Single Agent¶

Single-agent environments in MASA use the Gymnasium API. They can be used directly as Gymnasium environments, or through masa.common.utils.make_env when you want the standard MASA wrapper stack for labels, constraints, and monitoring.

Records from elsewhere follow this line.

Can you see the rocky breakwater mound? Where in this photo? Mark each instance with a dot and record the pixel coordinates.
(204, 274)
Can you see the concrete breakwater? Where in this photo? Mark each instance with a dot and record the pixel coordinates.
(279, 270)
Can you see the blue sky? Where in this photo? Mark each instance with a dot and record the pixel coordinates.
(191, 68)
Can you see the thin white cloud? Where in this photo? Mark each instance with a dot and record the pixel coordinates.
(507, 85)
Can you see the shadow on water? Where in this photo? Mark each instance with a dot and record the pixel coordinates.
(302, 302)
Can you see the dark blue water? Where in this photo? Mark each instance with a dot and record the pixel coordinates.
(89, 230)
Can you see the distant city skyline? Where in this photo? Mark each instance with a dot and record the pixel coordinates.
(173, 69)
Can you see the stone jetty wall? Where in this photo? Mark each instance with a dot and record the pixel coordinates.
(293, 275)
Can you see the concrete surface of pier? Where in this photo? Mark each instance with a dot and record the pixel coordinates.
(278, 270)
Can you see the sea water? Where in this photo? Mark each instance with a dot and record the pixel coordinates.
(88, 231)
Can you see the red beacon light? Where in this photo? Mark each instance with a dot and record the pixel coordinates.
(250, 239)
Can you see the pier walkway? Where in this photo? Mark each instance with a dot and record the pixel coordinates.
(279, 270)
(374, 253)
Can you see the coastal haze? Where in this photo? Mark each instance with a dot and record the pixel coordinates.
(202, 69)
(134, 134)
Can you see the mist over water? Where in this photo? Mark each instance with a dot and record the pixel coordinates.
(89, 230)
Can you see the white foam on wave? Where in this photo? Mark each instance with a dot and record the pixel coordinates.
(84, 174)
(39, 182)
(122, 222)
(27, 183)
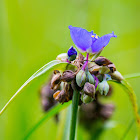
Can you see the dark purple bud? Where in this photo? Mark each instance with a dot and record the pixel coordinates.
(72, 53)
(102, 61)
(56, 80)
(89, 89)
(112, 67)
(68, 76)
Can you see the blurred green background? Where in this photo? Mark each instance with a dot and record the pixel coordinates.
(34, 32)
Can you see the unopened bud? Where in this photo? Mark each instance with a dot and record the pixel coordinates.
(80, 58)
(103, 87)
(117, 76)
(55, 95)
(112, 67)
(86, 99)
(72, 53)
(68, 76)
(93, 69)
(89, 89)
(55, 82)
(104, 70)
(102, 61)
(62, 56)
(90, 78)
(81, 78)
(60, 96)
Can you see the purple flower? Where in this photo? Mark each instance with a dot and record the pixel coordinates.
(72, 53)
(88, 41)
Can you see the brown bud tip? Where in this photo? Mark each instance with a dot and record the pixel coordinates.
(106, 111)
(89, 89)
(81, 58)
(102, 61)
(56, 79)
(68, 76)
(55, 95)
(112, 67)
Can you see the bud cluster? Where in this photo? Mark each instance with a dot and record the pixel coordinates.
(90, 77)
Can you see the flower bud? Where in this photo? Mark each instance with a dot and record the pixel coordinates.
(93, 69)
(103, 87)
(90, 78)
(62, 56)
(56, 95)
(117, 76)
(68, 76)
(89, 89)
(56, 79)
(104, 70)
(81, 78)
(80, 58)
(60, 96)
(102, 61)
(72, 53)
(112, 67)
(86, 99)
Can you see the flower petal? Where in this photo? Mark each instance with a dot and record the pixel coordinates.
(81, 37)
(71, 51)
(101, 42)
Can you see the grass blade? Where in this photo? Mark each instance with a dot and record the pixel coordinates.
(46, 117)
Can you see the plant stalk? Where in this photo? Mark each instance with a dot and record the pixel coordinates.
(132, 97)
(75, 102)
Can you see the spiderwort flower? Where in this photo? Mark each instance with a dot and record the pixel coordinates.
(72, 53)
(88, 41)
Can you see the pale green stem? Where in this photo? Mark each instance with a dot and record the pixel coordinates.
(132, 96)
(75, 101)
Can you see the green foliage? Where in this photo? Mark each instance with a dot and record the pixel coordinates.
(46, 68)
(34, 32)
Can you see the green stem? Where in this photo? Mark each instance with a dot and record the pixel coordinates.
(132, 96)
(75, 101)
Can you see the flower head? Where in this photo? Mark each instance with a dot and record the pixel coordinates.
(88, 41)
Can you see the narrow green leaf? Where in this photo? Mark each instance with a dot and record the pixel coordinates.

The current collection spans three broad settings:

Continuous control: Cartpole with continuous actions.
Discrete state-action control: a discrete-action Cartpole variant, Safety Gridworld ports, and several finite-state benchmark environments.
Tabular environments: gridworlds, Pacman variants, and the Media Streaming MDP.

Environment Summary¶

Environment ID	Family	Observation space	Action space	Reward signal	Default cost signal
`cont_cartpole`	Continuous control	`Box(4,)`	`Box(1,)`	`1.0` per stable step	`1.0` outside the stable set
`disc_cartpole`	Discrete-action control	`Box(4,)`	`Discrete(2)`	`1.0` per stable step	`1.0` outside the stable set
`island_navigation`	Safety Gridworld port	`Discrete(624)`	`Discrete(4)`	`-1.0` per step, `+50.0` on goal, `-50.0` on water	`1.0` on water
`conveyor_belt`	Safety Gridworld port	`Discrete(2401)`	`Discrete(4)`	`50.0` when the vase is moved off the belt before breaking	`1.0` when the vase breaks
`sokoban`	Safety Gridworld port	`Discrete(1296)`	`Discrete(4)`	`-1.0` per step, `+50.0` on goal	`1.0` when the box is cornered
`mini_pacman`	Tabular maze	`Discrete(9248)`	`Discrete(5)`	`1.0` when the food is collected	`1.0` on ghost collision
`pacman`	Tabular maze	`Discrete(262088)`	`Discrete(5)`	`1.0` when the food is collected	`1.0` on ghost collision
`mini_pacman_with_coins`	Structured discrete maze	`Box(7, 10, 9)`	`Discrete(5)`	coin collection reward	`1.0` on ghost collision
`pacman_with_coins`	Structured discrete maze	`Box(15, 19, 9)`	`Discrete(5)`	coin collection reward	`1.0` on ghost collision
`colour_grid_world`	Tabular gridworld	`Discrete(81)`	`Discrete(5)`	`1.0` on the goal state	`1.0` on blue
`colour_bomb_grid_world`	Tabular gridworld	`Discrete(81)`	`Discrete(5)`	`1.0` on a terminal coloured goal	`1.0` on bomb
`colour_bomb_grid_world_v2`	Tabular gridworld	`Discrete(225)`	`Discrete(5)`	`1.0` on any coloured goal	`1.0` on bomb
`colour_bomb_grid_world_v3`	Tabular gridworld	`Discrete(1125)`	`Discrete(5)`	`1.0` when the active zone matches the reached colour	`1.0` on bomb
`bridge_crossing`	Tabular gridworld	`Discrete(400)`	`Discrete(5)`	`1.0` on goal	`1.0` on lava
`bridge_crossing_v2`	Tabular gridworld	`Discrete(400)`	`Discrete(5)`	`1.0` on goal	`1.0` on lava
`media_streaming`	Tabular queueing MDP	`Discrete(20)`	`Discrete(2)`	`0.0` or `-1.0` depending on bitrate choice	`1.0` when the buffer is empty

For the environments that expose model structure in addition to the Gymnasium step API, the access pattern differs slightly:

Full transition matrix: all gridworlds, media_streaming, mini_pacman, and mini_pacman_with_coins.
Successor-state dictionary: pacman and pacman_with_coins.
Step API only: cont_cartpole, disc_cartpole, island_navigation, conveyor_belt, and sokoban.